Mütalaada, diğer sanıklar Çiğdem Mater Utku, Ali Hakan Altınay, Mine Özerden, Şerafettin Can Atalay, Tayfun Kahraman, Yiğit Ali Ekmekçi’nin ise ‘Cebir ve şiddet kullanarak Türkiye Cumhuriyeti Hükûmetini ortadan kaldırmaya teşebbüse yardım etme’ suçundan 15 yıldan 20’şer yıla kadar hapisle cezalandırılması istendi.
Esas hakkımdaki mütalaada, sanıkların Gezi Parkı olaylarından çok önce çeşitli ülkelerdeki yönetimi yıkma amacıyla çeşitli eğitimlerden geçtikleri ve uygun ortamı buldukları Mayıs 2013’te planlarını devreye soktukları iddia edildi. Mütalaada şöyle devam edildi:
"Bu aşamada birbiri ile bağlantısız gözüken legal, illegal ve legal görünümlü illegal yapıların aynı amaç etrafında birleşerek faaliyetlere başladıkları, vatandaşlarımıza şirin ve iyi niyetli gözüken başta sözde şiddet içermeyen biçimde sahnelenen eylemlerle halkı sokağa dökmeye çalıştıkları, çok sayıda çağrı yaparak ve eylemlerine devlet birimlerinin sanki bir savaş anında imiş gibi müdahale ettiği yönünde algı oluşturmak suretiyle kitlesel eylemlere katılımı arttırmaya çalıştıkları, oluşan bu karmaşada sahada her daim eylem yapmaya müsait marjinal sol terör örgütlerinin bu faaliyetlerine uygun ortam sağlamak suretiyle 1960 ve 1980 darbelerinde olduğu gibi toplumu ve devleti kaos ortamına sokarak bu suretle dTürkiye Cumhuriyeti Hükümetini Ortadan Kaldırmaya veya Görevini Yapmasını Engellemeye Teşebbüs ettikleri, oluşan bu ortamda dış ülke örneklerinde olduğu üzere en iyi ihtimalle hükümeti istifaya ve erken seçime zorlamak istedikleri, bu ihtimalin gerçekleşmemesi halinde ise bu defa Suriye ve Mısır örneklerinde olduğu üzere iç savaş ve darbe ortamına zemin hazırlamak gayretinde oldukları, bu yönde FETÖ/PDY silahlı terör örgütünün daha sonrasında da tecrübe edileceği üzere benzer girişimlerde bulunduğu, Gezi kalkışmasının devlet mekanizmalarınca bastırılarak sonlandırılması sonrasında bu defa FETÖ/PDY silahlı terör örgütünün aynı hedefe ulaşmak maksadıyla sahneye çıktığı…”
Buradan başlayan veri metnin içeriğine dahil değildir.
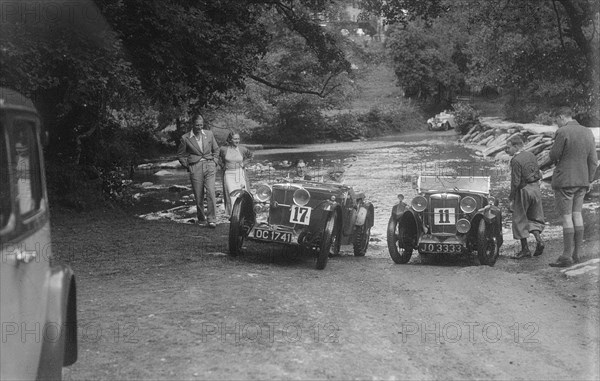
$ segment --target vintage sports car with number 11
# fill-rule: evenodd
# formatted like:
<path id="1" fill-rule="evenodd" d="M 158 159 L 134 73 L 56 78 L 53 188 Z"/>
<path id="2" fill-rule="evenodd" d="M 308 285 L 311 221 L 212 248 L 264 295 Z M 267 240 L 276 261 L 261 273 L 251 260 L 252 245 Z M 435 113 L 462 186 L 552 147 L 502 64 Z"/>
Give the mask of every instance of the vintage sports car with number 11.
<path id="1" fill-rule="evenodd" d="M 394 206 L 387 229 L 390 256 L 407 263 L 413 250 L 421 259 L 467 255 L 493 266 L 502 246 L 502 214 L 490 196 L 490 178 L 420 176 L 410 205 Z"/>
<path id="2" fill-rule="evenodd" d="M 261 184 L 256 192 L 238 190 L 229 227 L 229 254 L 242 253 L 245 239 L 300 246 L 316 254 L 322 270 L 340 246 L 354 255 L 369 246 L 374 208 L 365 195 L 346 185 L 314 181 Z"/>

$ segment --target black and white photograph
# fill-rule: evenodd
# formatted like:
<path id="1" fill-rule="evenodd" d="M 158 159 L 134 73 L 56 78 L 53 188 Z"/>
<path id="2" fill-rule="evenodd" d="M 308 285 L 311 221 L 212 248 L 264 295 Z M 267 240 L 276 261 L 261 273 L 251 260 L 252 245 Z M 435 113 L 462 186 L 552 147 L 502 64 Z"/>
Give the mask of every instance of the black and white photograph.
<path id="1" fill-rule="evenodd" d="M 597 0 L 0 0 L 0 380 L 600 380 Z"/>

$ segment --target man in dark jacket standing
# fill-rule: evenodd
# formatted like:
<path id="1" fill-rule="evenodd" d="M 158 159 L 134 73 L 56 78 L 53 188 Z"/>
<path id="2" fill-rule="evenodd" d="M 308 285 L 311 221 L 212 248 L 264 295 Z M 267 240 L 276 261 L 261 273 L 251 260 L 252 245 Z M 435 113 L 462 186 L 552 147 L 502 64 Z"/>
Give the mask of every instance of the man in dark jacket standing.
<path id="1" fill-rule="evenodd" d="M 192 130 L 181 137 L 177 159 L 190 173 L 198 223 L 207 221 L 207 226 L 215 228 L 217 203 L 215 198 L 215 177 L 219 146 L 213 133 L 204 130 L 204 118 L 194 119 Z M 207 215 L 204 214 L 204 190 L 206 189 Z"/>
<path id="2" fill-rule="evenodd" d="M 521 251 L 516 259 L 531 257 L 527 245 L 527 237 L 532 233 L 536 248 L 533 255 L 541 255 L 544 242 L 541 233 L 544 230 L 544 210 L 542 208 L 542 192 L 540 190 L 540 167 L 534 154 L 523 151 L 521 136 L 513 136 L 508 140 L 506 151 L 513 155 L 510 160 L 510 210 L 513 213 L 513 237 L 521 240 Z"/>
<path id="3" fill-rule="evenodd" d="M 570 109 L 562 109 L 558 118 L 550 159 L 556 163 L 552 189 L 556 209 L 562 216 L 563 254 L 552 267 L 568 267 L 583 254 L 583 197 L 590 191 L 598 166 L 594 134 L 573 119 Z"/>

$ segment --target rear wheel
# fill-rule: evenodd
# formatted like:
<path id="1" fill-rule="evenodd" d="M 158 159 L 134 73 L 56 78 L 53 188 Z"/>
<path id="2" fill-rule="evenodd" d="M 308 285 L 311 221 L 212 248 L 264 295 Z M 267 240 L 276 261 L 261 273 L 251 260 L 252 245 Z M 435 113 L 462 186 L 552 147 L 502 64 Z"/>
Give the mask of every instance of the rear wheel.
<path id="1" fill-rule="evenodd" d="M 250 231 L 249 227 L 254 221 L 251 221 L 252 216 L 248 213 L 248 200 L 238 198 L 235 200 L 233 210 L 231 212 L 231 220 L 229 222 L 229 255 L 237 257 L 242 254 L 242 244 L 244 238 Z"/>
<path id="2" fill-rule="evenodd" d="M 412 256 L 412 247 L 406 247 L 406 238 L 405 227 L 397 219 L 390 218 L 387 229 L 388 251 L 396 263 L 408 263 Z"/>
<path id="3" fill-rule="evenodd" d="M 496 241 L 492 233 L 492 226 L 487 226 L 485 220 L 481 219 L 477 229 L 477 258 L 482 265 L 494 266 L 498 259 Z"/>
<path id="4" fill-rule="evenodd" d="M 336 254 L 339 250 L 339 228 L 337 226 L 337 210 L 330 212 L 323 228 L 323 237 L 321 246 L 317 253 L 317 270 L 323 270 L 327 266 L 327 260 L 330 254 Z M 331 253 L 333 248 L 334 253 Z"/>

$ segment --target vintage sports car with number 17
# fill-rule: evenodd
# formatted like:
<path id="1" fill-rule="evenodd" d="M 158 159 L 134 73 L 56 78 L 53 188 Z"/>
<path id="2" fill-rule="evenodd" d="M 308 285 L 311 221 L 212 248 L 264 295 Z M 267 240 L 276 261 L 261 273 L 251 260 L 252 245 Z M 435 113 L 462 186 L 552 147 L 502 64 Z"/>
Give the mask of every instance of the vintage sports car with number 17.
<path id="1" fill-rule="evenodd" d="M 322 270 L 341 245 L 351 243 L 355 256 L 367 251 L 374 208 L 349 186 L 290 180 L 237 193 L 229 227 L 231 256 L 242 253 L 244 239 L 300 246 L 316 254 L 316 268 Z"/>

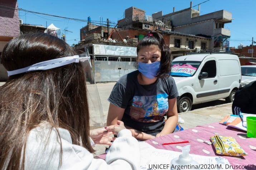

Mütalaada, Gezi Parkı soruşturmasındaki kanıtların FETÖ’cü savcı ve polisler tarafından toplanmasına ilişkin eleştiriye de yanıt verilerek, şöyle devam edildi:
“İddianamemizin tanzim edildiği dönemde ve kovuşturma evresinde sanıklar vekilleri ve bazı basın organlarında, devlet birimleri içerisine kanser hücresi gibi sızmış olan FETÖ/PDY silahlı terör örgütü militanı oldukları daha sonrasında tespit olunan şahıslar tarafından bu soruşturmanın başlatıldığı ve yönlendirildiği yönünde bir kısım iddialar ileri sürülmüşse de tüm delillerin ve özellikle iletişimin tespitine yönelik kayıtların tamamının Başsavcılığımız talimetıyla İstanbul Emniyet Müdürlüğü personelince yeniden incelemesinin yapılarak dosyanın tekemmül ettirildiği hususunun da izahı zaruret arz etmiştir.”
Ne olmuştu?
Gezi Parkı eylemlerine ilişkin beraat kararının bozulmasının ardından Osman Kavala’nın da aralarında bulunduğu 17 sanıklı dava, İstanbul 30. Ağır Ceza Mahkemesinde yeniden görülmeye başlanmıştı. Çarşı üyelerinin de aralarında bulunduğu 35 sanık hakkında verilen beraat kararları ise Yargıtay tarafından bozulmuştu. Yargıtay, bozma kararında Gezi Parkı ile Çarşı davasının arasında hukuki bağlantı olduğu gerekçesiyle birleştirilmesine karar verilmesi gerektiğini vurgulamıştı. İstanbul 30. Ağır Ceza Mahkemesi, İstanbul 13.Ağır Ceza Mahkemesi’ne gönderdiği yazıda davaların birleşmesine onay verdiğini belirtmişti. Davalar 30 Temmuz’da birleştirilmiş ve sanık sayısı 52’ye çıkmıştı. Birleşme kararının ardından görülen üç duruşmada sanık Osman Kavala’nın tutukluluk halinin devamına karar verilmişti.
Savcı dosyayı istedi
Duruşmada görüşü sorulan Cumhuriyet savcısı, sanıkların savunmalarının tamamlanmış olması ve Osman Kavala’nın tutuklu bulunması sebebiyle Gezi Parkı ile Çarşı davasının dosyalarının ayrılmasını talep etti. Duruşma savcısı, dosyalarının ayrılması halinde Gezi Parkı dava dosyasının esas hakkındaki mütalaayı hazırlaması için kendisine gönderilmesini ve Kavala’nın tutukluluk halinin devamına karar verilmesini istedi.